P.06-07 | DISCERNINDO, DISTINGUINDO, CLASSIFICANDO |

Medalhas a granel

QUANDO Roseana Sarney, filha do atual Presidente da República foi condecorada, em novembro de 1988, pelo Ministro do Exército, Gal. Leônidas Pires Gonçalves, com a Medalha do Pacificador - destinada, em princípio a quem se salienta como "amigo das Forças Armadas" - a maioria dos brasileiros ficou sem entender o significado do ato. Mas a surpresa cresceu de ponto, pouco depois, quando o arquiteto comunista Oscar Niemeyer foi agraciado com a Medalha Biblioteca Nacional, por indicação do Ministro da Cultura, José Aparecido de Oliveira. A propósito do fato, a revista "Veja" (30-11-88) informou que o próprio "Niemeyer ficou constrangido porque não se lembrou de ter feito nada em prol da Biblioteca Nacional". "Não sei por que me indicaram", comentou ele.

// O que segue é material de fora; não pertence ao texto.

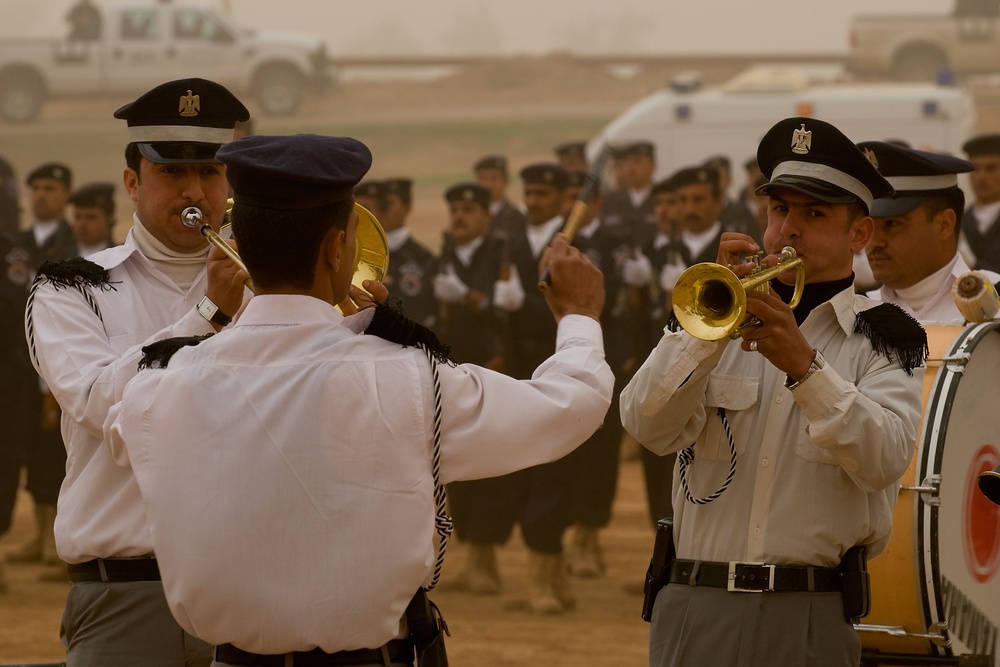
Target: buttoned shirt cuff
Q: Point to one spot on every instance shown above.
(819, 393)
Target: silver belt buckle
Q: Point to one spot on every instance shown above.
(731, 584)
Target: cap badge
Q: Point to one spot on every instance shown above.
(801, 140)
(190, 105)
(870, 154)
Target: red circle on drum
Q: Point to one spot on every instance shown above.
(981, 519)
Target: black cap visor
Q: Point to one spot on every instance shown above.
(821, 190)
(179, 152)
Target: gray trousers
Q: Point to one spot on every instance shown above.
(695, 626)
(125, 625)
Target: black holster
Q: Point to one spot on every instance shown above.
(427, 630)
(857, 587)
(659, 565)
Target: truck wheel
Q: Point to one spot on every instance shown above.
(278, 89)
(21, 96)
(918, 63)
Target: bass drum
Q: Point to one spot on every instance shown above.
(934, 590)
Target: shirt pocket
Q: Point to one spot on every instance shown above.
(737, 395)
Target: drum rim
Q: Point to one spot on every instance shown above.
(935, 428)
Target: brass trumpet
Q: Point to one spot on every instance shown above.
(371, 257)
(710, 302)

Hoje em dia, muitos poderão querer medalhas por vaidade pessoal, mas de fato ninguém lhes dá grande valor. As condecorações, entretanto, já foram altamente apreciadas, e poder ostentar uma delas ao peito constituía uma honraria a poucos concedida e estimada por todos.

* * *

A que se deve uma tal decadência no apreço devido às condecorações?

A razão fundamental é que na "bolsa de valores" da civilização atual, as noções de honra e dignidade tiveram uma queda vertiginosa: gozando outrora da mais alta consideração, passaram, em nossos dias, praticamente ao nível zero.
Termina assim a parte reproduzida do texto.